Of course, a minimum level of fidelity is required, but what’s far more important is perceptual consistency. By this, I mean that all sensory signals (i.e. sight, sound, touch, and motion) feed a single mental model of the world within your brain. With augmented reality, this can be achieved with relatively low visual fidelity, as long as virtual elements are spatially and temporally registered to your surroundings in a convincing way. And because our sense of distance (i.e. depth perception) is relatively coarse, it’s not hard for this to be convincing.
But for virtual reality, providing a unified sensory model of the world is much harder. This might sound surprising because it’s far easier for VR hardware to provide high-fidelity visuals without lag or distortion. But unless you’re using elaborate and impractical hardware, your body will be sitting or standing still while most virtual experiences involve motion. This inconsistency forces your brain to build and maintain two separate models of your world — one for your real surroundings and one for the virtual world that is presented in your headset.
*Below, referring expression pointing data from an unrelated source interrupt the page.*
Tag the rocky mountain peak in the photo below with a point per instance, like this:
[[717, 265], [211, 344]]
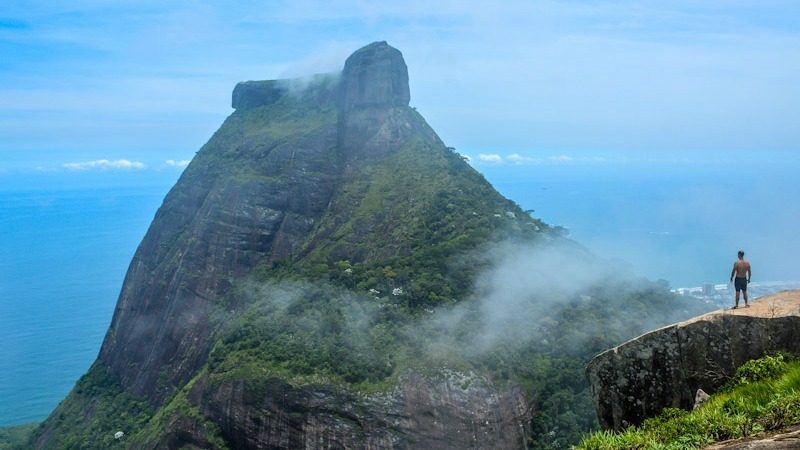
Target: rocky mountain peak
[[375, 76]]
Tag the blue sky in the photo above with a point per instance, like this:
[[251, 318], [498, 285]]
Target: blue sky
[[140, 83]]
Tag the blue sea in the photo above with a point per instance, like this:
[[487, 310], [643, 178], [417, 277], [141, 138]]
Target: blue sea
[[64, 248]]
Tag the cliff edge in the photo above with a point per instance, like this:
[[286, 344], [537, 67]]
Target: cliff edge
[[666, 367]]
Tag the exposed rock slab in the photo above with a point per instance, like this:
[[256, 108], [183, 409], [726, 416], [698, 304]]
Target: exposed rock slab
[[450, 411], [666, 367]]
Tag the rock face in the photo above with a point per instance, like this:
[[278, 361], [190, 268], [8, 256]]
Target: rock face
[[666, 367], [454, 412], [288, 179], [375, 76]]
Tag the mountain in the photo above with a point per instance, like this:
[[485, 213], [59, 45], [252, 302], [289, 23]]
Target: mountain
[[327, 273]]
When I tell people this, they often push back, forgetting that regardless of what’s happening in their headset, their brain still maintains a model of their body sitting on their chair, facing a particular direction in a particular room, with their feet touching the floor (etc.). Because of this perceptual inconsistency, your brain is forced to maintain two mental models. There are ways to reduce the effect, but it’s only when you merge real and virtual worlds into a single consistent experience (i.e. foster a unified mental model) that this truly gets solved.